Warren Lawrence

Personal information
- Nationality: Dominican
- Born: 14 May 2003 (age 21) Zurich, Switzerland
- Height: 188 cm (6 ft 2 in)
- Weight: 195 lb (88 kg)

Sport
- Sport: Swimming

= Warren Lawrence =

Dominican swimmer (born 2003)

Warren Adam Lawrence (born 14 May 2003) is a Dominican swimmer. He is the son of Dominica's first Olympic swimmer, Woodrow Lawrence, and qualified for the 2024 Summer Olympics.

==Biography==
Lawrence was born on 14 May 2003. His father, Woodrow Lawrence, competed in swimming for Dominica at the 1996 Summer Olympics, the first time the country competed at the games. In 2019, Lawrence competed at the Swiss Summer Swimming National Championships in six events, including in several different styles: backstroke, butterfly stroke, freestyle and medley. In 2020, he participated at the 53th Challenge International Geneve in five events and later at the Swiss National Championships in six events.
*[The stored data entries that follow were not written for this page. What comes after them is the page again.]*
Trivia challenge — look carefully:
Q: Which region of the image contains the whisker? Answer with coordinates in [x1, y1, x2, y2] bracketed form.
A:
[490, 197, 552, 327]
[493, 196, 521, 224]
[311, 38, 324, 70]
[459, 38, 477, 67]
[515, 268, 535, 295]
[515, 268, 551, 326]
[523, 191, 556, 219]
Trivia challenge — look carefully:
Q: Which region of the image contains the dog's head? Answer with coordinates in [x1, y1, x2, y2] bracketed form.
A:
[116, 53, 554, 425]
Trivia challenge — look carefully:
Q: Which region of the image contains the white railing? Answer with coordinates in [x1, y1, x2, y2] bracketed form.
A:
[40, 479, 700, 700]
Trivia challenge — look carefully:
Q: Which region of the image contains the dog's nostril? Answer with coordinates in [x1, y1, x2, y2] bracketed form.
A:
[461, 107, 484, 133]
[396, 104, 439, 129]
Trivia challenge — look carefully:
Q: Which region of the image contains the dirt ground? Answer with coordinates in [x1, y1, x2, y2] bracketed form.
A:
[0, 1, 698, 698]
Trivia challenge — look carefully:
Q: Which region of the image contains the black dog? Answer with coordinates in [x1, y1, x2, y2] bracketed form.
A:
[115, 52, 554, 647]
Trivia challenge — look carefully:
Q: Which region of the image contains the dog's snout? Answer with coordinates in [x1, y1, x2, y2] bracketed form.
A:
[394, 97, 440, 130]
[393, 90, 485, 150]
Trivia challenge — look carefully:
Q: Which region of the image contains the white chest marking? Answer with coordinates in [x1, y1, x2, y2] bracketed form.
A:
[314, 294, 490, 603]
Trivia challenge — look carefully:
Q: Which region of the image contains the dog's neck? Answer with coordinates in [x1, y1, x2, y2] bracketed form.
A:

Lawrence's 2021 season included competing at the 38th International Hi-Point Meeting, the Swiss 25m National Championships, the Swiss 50m National Championships and the Swiss Summer National Championships. He participated at several Swiss championships in 2022 and also competed in a tournament in Vienna in January that year. In July 2022, he was chosen to compete at the 2022 Commonwealth Games in five events, becoming the first-ever swimming representative from Dominica at the competition. His father served as Chef de Mission for Dominica at the games and Lawrence, although he failed to advance in any of his heats, set several personal records.

In June 2023, Lawrence competed at the Swiss Regional Championships and won two medals: a bronze medal in the 100m butterfly event and a gold in the 4×100 freestyle relay event. Afterwards, he was selected to compete at the 2023 World Aquatics Championships in two events, becoming the first-ever Dominican to compete at the competition. In the 50m freestyle, he finished sixth in his heat and 79th overall, but his time of 24.51s set both his personal record and the national Dominican record. He also competed in the 50m backstroke and placed ninth in his heat. Later that year, he competed at the Swiss Eastern Regional Championships in October, winning three medals: gold in the 50m freestyle, silver in the 50m backstroke, and bronze in the 50m butterfly. At the 2024 Swiss Long Course National Championships, he set two more national records in the 50m backstroke and 50m freestyle.

Lawrence received a universality selection and was chosen to represent Dominica at the 2024 Summer Olympics in the 50m freestyle event, becoming, along with Jasmine Schofield, the first Dominican Olympic swimmer in 24 years.